HELD: (i) The first defendant was neither estopped from
claiming possession of her half share of the properties nor
could she be made liable to pay half the costs of
improvements alleged to have been made by the second
defendant; (a) It cannot be implied from the conduct of the
first defendant in not replying to the notice given b the
plaintiff that she had admitted that she had no interest in
the properties; (b) The second defendant’s case that the
properties belonged to him having been negatived, there was
no possibility of an erroneous belief being created in the
mind of the second defendant that he had title to the
property because of what the first defendant, had said in
her letter to her step-mother; (c) The attestation of the
will by the first defendant and her husband, by which the
second defendant purported to make a disposition of the suit
properties in favour of the other defendants could not
operate as an estoppel, as
284
no interest had accrued in favour of those defendants on
the date of the suit. As far as the second defendant was
concerned, he knew, the true legal position and could not
say that an erroneous belief was created in his mind by
reason of the first defendant and her husband attesting the
will. [286 G-H; 287 C; 287 F]
Quaere: Whether the Court, while determining whether
the conduct of a particular party amounts to an "equitable
estoppel" could travel beyond the provisions of s. 115 of
the Evidence Act. [288 B]
Case law reviewed.
(ii) No man who knowing fully well. that he has no title
to property, spends money on improving it, can be permitted
to claim payment for improvements which were not effected
with the consent of the true owner. [290C]

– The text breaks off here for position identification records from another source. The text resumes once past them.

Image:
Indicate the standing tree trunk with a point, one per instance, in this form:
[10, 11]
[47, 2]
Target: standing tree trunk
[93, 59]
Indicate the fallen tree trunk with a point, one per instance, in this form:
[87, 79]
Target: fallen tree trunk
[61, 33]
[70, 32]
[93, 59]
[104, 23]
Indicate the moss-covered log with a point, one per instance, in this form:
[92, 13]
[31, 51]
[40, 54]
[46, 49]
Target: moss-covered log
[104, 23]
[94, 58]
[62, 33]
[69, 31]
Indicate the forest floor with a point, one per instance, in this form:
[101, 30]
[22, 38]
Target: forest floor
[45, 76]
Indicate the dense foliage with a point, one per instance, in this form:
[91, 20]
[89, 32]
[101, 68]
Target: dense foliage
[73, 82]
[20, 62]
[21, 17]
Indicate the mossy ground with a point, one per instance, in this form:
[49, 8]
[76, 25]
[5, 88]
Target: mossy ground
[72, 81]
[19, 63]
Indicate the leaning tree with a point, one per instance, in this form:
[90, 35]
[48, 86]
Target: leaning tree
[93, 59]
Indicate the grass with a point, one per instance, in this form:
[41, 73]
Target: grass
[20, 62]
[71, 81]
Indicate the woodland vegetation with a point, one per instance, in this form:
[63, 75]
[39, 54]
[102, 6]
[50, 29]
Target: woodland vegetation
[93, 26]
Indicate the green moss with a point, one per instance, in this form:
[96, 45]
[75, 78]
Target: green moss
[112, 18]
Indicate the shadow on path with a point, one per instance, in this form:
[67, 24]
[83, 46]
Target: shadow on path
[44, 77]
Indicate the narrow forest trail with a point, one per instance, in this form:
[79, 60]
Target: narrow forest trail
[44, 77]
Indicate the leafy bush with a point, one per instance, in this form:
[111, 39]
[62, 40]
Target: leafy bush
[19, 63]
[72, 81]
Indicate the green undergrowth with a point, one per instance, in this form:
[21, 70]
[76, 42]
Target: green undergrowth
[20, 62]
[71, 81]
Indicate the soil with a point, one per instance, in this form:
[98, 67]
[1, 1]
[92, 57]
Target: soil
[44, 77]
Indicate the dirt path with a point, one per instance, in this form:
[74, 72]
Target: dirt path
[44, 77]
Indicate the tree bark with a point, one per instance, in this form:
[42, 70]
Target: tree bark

Ramsden v. Dyson, L R.I.H.L.App. 129, 140 distinguished.
(iii) Both the plaintiff and the first defendant claimed
under the same title and though the other defendants had
urged special defences against the first defendant, they had
been fully considered and adjudicated upon by the High Court
while allowing her appeal. The High Court could, while
upholding her claim, have transposed her as a plaintiff. It
either over-looked the technical defect or felt that under
Order XLI rule 33, it had ample power to decree her claim.
However that may be, the provisions of s. 99 C.P.C., would
be a bar to interference by the Supreme Court with the High
Court’s decree upon such a ground. [290 G-H]

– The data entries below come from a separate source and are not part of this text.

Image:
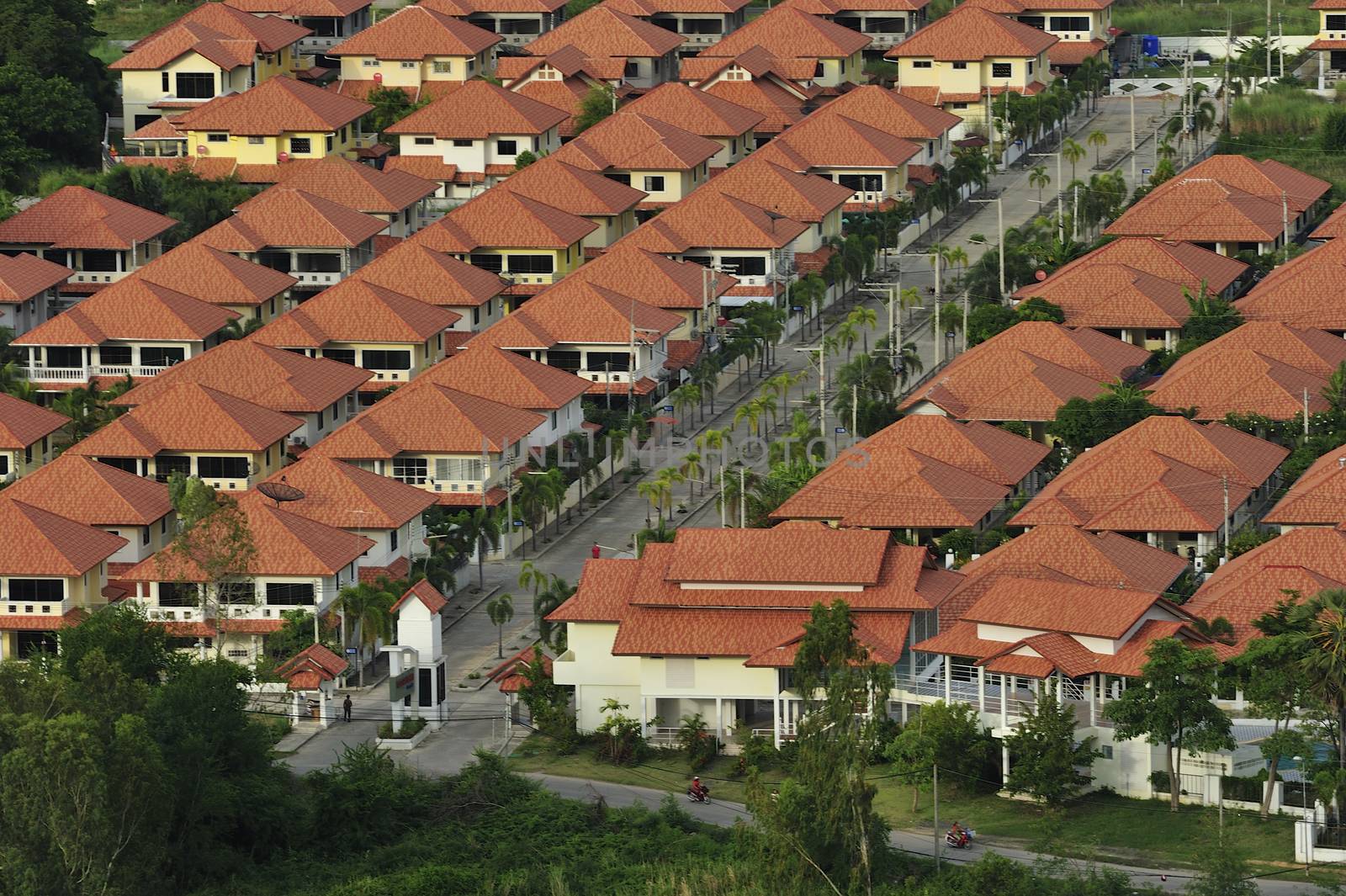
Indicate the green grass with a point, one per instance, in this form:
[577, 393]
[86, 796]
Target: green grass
[1101, 826]
[1249, 16]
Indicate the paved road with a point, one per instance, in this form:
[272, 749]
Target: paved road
[917, 842]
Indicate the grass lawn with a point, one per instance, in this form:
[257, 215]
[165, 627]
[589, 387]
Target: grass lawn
[1101, 826]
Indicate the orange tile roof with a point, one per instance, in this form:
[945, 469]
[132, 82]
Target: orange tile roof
[275, 107]
[357, 186]
[500, 218]
[430, 419]
[1260, 368]
[1065, 554]
[286, 545]
[1318, 496]
[653, 278]
[215, 276]
[1029, 372]
[969, 34]
[1163, 474]
[480, 109]
[131, 308]
[269, 377]
[431, 276]
[922, 471]
[224, 35]
[40, 543]
[508, 377]
[24, 422]
[416, 33]
[24, 276]
[572, 188]
[695, 110]
[80, 218]
[347, 496]
[787, 33]
[628, 141]
[356, 311]
[602, 31]
[188, 417]
[286, 217]
[426, 594]
[92, 493]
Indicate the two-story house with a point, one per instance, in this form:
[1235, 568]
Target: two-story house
[699, 22]
[134, 328]
[98, 237]
[663, 161]
[320, 392]
[279, 120]
[210, 51]
[329, 22]
[53, 572]
[229, 443]
[528, 242]
[298, 564]
[516, 22]
[377, 507]
[26, 432]
[315, 241]
[617, 343]
[475, 136]
[461, 448]
[417, 50]
[706, 116]
[623, 47]
[358, 323]
[29, 289]
[962, 60]
[114, 501]
[787, 33]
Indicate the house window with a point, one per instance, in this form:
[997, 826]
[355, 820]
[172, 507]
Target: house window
[289, 592]
[410, 469]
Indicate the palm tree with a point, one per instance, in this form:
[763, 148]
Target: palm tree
[1040, 178]
[500, 611]
[370, 608]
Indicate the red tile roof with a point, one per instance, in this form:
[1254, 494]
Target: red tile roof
[1163, 474]
[1029, 372]
[416, 33]
[24, 276]
[188, 417]
[922, 471]
[80, 218]
[971, 34]
[40, 543]
[24, 422]
[92, 493]
[1262, 368]
[131, 308]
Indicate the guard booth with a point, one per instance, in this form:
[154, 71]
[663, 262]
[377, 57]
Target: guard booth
[416, 662]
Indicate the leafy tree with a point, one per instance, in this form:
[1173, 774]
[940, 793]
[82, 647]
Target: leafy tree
[1170, 707]
[1043, 755]
[946, 734]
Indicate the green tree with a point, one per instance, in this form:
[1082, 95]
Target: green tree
[1043, 755]
[1170, 707]
[500, 611]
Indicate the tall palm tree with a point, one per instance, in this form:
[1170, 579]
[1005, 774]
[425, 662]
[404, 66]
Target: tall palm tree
[370, 608]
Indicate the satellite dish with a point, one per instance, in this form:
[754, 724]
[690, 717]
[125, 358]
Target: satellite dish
[280, 491]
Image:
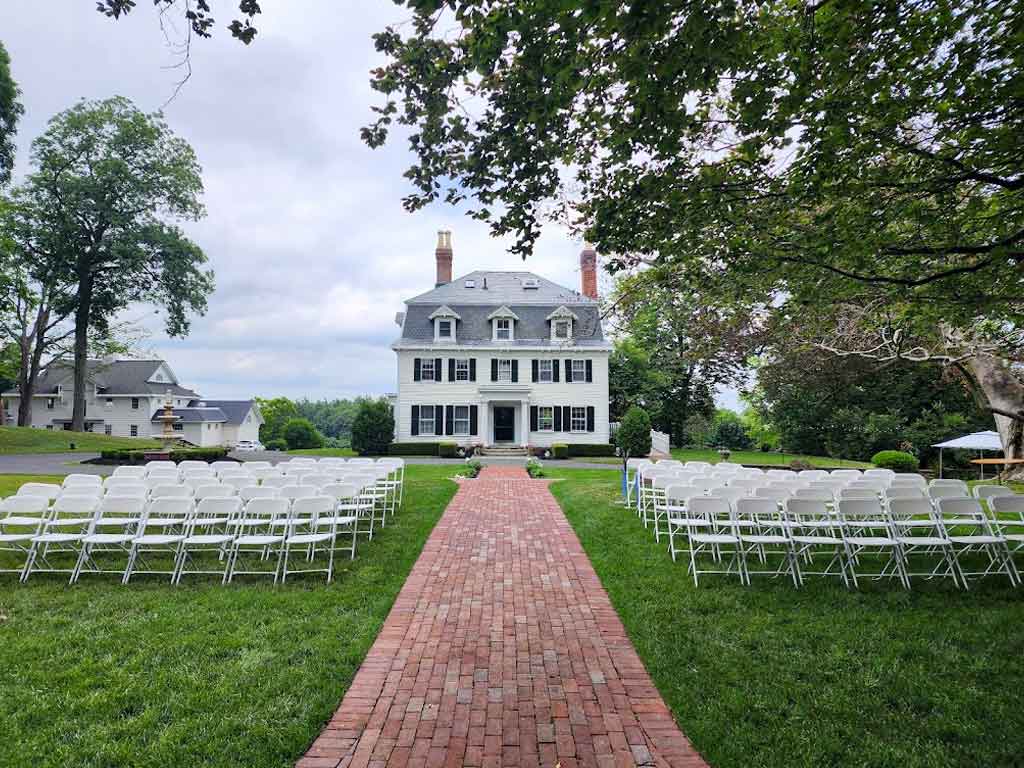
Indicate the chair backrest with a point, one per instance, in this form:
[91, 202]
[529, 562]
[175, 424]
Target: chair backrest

Bhupendra v. Rajeshwar, 58 I.A. 228, referred to.
(iv) Though mesne profits prior to the suit cannot be
awarded to a successful party unless a claim is made in
respect of them, the position regarding future mesne profits
is governed by O. XX, r. 2, C.P.C. The decree awarding mesne
profits to the first defendant must be upheld because the
first defendant admitted the plaintiff’s claim and in
substance prayed for a similar decree in her favour. [291
B; 292 G-H]
Mohd. Amin and Ors. v. Vakil Ahmed and Ors. [1952]
S.C.R. 1133, distinguished.
JUDGMENT:
CIVIL APPELLATE JURISDICTION: Civil Appeal No. 730 of 1962.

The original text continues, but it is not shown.